Right arm: "positive thoracic outlet physiology with velocity increase noted (97-250cm/s) in the subclavian artery at 180 degrees in raised arm maneuver" and "no evidence of atherosclerosis lesion".

Have no idea what velocity of 97-250cm/s indicates.

Left arm: "no evidence of obstruction of cessation of blood flow".

Since I don't have pain or numbness which I would think would be indicative of a nerve version of TOS, I must have the less common TOS of the vein and/or artery.

The heart doc yesterday (so not a TOS specialist) said that I must've had this anomaly my entire life, but since I've had the ME, my body couldn't secretly compensate.

Not sure I buy that. Surely I would've had some prior symptoms. I think that my now very poor posture and Ehler-Danlos symptoms are the cause.
 

Sushi

Moderation Resource Albuquerque
Messages
19,934
Location
Albuquerque
Perhaps I've had undiagnosed TOS and its causing my ME symptoms via hypometabolism of certain areas of my brain and/or cerebellum?
Here is an interesting and related article:
AUTONOMIC DISEASES:
CLINICAL FEATURES AND
LABORATORY EVALUATION http://jnnp.bmj.com/content/74/suppl_3/iii31.full
Christopher J Mathias
Activation of arm muscles, especially when upright (when reaching
upwards, washing dishes, ironing clothes, and pushing a
lawnmower), may increase cerebral symptoms of orthostatic
hypotension by a subclavian steal-like syndrome by further
reducing vertebral and thus brain stem blood flow.
 

Gingergrrl

Senior Member
Messages
16,171
I got a hold of my test report - for the upper venous duplex scan:

So the test you had for TOS is called an "upper venous duplex scan"?
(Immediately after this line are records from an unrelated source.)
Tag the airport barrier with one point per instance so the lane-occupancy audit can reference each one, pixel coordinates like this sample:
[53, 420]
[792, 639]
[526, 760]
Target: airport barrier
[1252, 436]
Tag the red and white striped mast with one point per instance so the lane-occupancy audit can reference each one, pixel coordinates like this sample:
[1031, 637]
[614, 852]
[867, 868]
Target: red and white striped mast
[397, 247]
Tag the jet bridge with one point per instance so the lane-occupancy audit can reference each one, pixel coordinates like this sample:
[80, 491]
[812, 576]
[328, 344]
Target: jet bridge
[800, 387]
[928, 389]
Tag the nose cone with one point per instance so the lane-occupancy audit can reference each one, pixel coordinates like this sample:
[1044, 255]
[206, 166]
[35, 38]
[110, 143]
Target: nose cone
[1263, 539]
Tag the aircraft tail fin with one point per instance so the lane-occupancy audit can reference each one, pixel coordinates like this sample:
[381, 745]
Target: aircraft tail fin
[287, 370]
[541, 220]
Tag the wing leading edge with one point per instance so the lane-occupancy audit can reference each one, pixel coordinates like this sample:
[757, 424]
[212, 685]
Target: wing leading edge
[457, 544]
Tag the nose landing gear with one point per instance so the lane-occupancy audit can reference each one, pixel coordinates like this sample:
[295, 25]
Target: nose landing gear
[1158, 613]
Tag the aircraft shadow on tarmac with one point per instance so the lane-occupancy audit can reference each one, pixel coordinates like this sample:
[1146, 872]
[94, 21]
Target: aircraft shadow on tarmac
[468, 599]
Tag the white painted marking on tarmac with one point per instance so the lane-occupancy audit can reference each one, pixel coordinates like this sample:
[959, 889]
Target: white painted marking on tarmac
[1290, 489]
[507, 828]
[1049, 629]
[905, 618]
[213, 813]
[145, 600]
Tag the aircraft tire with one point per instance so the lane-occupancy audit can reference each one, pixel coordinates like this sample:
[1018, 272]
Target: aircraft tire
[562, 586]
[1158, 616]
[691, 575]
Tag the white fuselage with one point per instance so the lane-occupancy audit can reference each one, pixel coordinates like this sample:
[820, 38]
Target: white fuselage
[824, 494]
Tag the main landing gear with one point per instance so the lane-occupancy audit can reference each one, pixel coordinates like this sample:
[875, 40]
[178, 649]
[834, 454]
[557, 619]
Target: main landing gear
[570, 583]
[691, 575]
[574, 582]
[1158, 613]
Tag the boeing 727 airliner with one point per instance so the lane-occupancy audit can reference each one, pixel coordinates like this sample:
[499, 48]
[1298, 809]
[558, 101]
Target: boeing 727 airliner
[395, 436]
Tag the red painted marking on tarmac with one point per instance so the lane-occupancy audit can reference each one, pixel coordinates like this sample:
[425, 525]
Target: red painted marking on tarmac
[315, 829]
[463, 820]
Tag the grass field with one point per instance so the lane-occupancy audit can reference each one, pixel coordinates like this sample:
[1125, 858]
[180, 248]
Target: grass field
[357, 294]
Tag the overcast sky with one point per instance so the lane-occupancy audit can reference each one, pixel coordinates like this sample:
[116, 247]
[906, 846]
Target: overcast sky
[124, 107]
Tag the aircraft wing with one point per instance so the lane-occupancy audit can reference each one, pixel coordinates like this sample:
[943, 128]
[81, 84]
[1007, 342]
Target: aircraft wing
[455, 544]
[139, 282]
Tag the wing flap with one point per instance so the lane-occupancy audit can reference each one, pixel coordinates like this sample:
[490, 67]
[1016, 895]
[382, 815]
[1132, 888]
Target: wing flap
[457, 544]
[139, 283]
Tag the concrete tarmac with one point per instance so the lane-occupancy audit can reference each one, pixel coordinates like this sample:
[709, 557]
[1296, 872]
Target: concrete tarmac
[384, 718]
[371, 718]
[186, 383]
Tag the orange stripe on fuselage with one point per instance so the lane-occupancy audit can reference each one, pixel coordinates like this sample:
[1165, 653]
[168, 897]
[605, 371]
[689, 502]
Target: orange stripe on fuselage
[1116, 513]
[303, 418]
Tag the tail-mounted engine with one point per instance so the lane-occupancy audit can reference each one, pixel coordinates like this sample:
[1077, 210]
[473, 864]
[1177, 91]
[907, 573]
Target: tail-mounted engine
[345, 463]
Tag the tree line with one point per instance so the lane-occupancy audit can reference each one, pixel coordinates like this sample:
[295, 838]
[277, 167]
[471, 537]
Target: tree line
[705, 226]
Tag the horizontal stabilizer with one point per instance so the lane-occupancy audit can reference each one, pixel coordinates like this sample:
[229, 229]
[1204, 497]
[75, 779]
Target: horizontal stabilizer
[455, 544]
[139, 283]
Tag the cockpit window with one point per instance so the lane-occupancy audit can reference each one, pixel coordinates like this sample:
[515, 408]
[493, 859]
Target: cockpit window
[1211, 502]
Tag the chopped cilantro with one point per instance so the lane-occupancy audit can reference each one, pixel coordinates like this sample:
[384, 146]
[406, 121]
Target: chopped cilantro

The heart doc yesterday (so not a TOS specialist) said that I must've had this anomaly my entire life, but since I've had the ME, my body couldn't secretly compensate. Not sure I buy that. Surely I would've had some prior symptoms. I think that my now very poor posture and Ehler-Danlos symptoms are the cause.

I am not sure that I buy that explanation either! In my case, my neck was injured in car accident in 2006 and then my arm was injured by Levaquin in 2010. I know these were the triggers but I do not know how the injury is presenting itself now or how everything that I do to overcompensate for it effects the nerves, veins & arteries, etc.
 

ScottTriGuy

Stop the harm. Start the research and treatment.
Messages
1,402
Location
Toronto, Canada
So the test you had for TOS is called an "upper venous duplex scan"?

Venous and arterial scan.

There are so many ways this could come about, and there doesn't seem to be a lot of research. No doubt you'll be shocked to learn that for a long while some physicians doubted it even existed.
 

Gingergrrl

Senior Member
Messages
16,171
Venous and arterial scan.

Awesome and thank you!

There are so many ways this could come about, and there doesn't seem to be a lot of research. No doubt you'll be shocked to learn that for a long while some physicians doubted it even existed.

Not shocked at all and this is the story of my life these past four years. Very sad, though, and I hope you find the right treatment and some relief from this.
 

Jonathan Edwards

"Gibberish"
Messages
5,256
I wasn't thinking of any connection w/ME vs. just curious if you felt TOS was a true stand alone diagnosis, in and of itself, that could possibly explain chronic pain and weakness in one arm, shoulder, side of neck, etc? Is it worth testing for as part of a differential diagnosis and having a vascular ultrasound, etc?

It would only be worth testing for if the physician found specific features that suggested it and if they did find specific features I would expect them to make a more precise diagnosis anyway. I never found the term useful in my diagnostic vocabulary. There may be a very small number of people who benefit from surgical intervention but as a cause of pains in the arm region this is very small print and can be easily excluded by a competent clinical assessment in the office.
 

Gingergrrl

Senior Member
Messages
16,171
There may be a very small number of people who benefit from surgical intervention but as a cause of pains in the arm region this is very small print and can be easily excluded by a competent clinical assessment in the office.

If someone did have a compression issue (like TOS or something similar) affecting their arm, are there other treatments besides surgery?